Re: Usecase for Property Graphs

Some other areas I think are interesting are:

1/ Merging data / graphs

2/ Inference

3/ "Publishing" and relationship to the web (e.g. use of dereferenceable 
URIs for concepts) - this also relates to (1).

 Andy

On 25/10/13 14:33, Ashok Malhotra wrote:
> Property Graphs differ from other data models such as RDF and
> Entity-Relationship (E-R)
> in that they support properties on the arcs (relationships).  This makes
> it easy to represent
> and query some kinds of information.  Here are two examples:
>
> EXAMPLE 1:
> Consider a case where the nodes represent people.  Arcs represent
> "friend" relationships
> between people.  If the arcs have a property such as "started" that
> indicates when the
> friend relationship was instantiated, then it is easy to process queries
> such as:
> "Show all people that have been friends for more than 2 years".
>
> Facebook graph queries have a feature that lets you time-bound queries.
> I don't know if they use Property Graphs but time properties on arcs would
> certainly facilitate some of these queries.
>
> EXAMPLE 2:
> Consider a situation where the nodes are students and courses.

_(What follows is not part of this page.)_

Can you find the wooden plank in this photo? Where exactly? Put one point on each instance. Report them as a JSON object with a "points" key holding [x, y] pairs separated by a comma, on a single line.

Students
> can enroll
> in many courses and each course can have many students.  A student's
> enrollment in
> a course would be represented by an arc between the student and the
> course.  The
> student's grade would then be a property of the arc.  (There may be
> other arc properties
> such as the student's attendance).  Having the grade as a property of
> the arc makes it
> simple to ask such queries as "Which students had all A's in all courses?"
>
> Does this make sense?  Clearly such information can be represented and
> queried
> using other data models but, I claim, not so naturally and so efficiently.
>
> A claim that has been made is that the data we get from Social Media
> fits naturally into
> a Property Graph framework.  I don't know if this is true.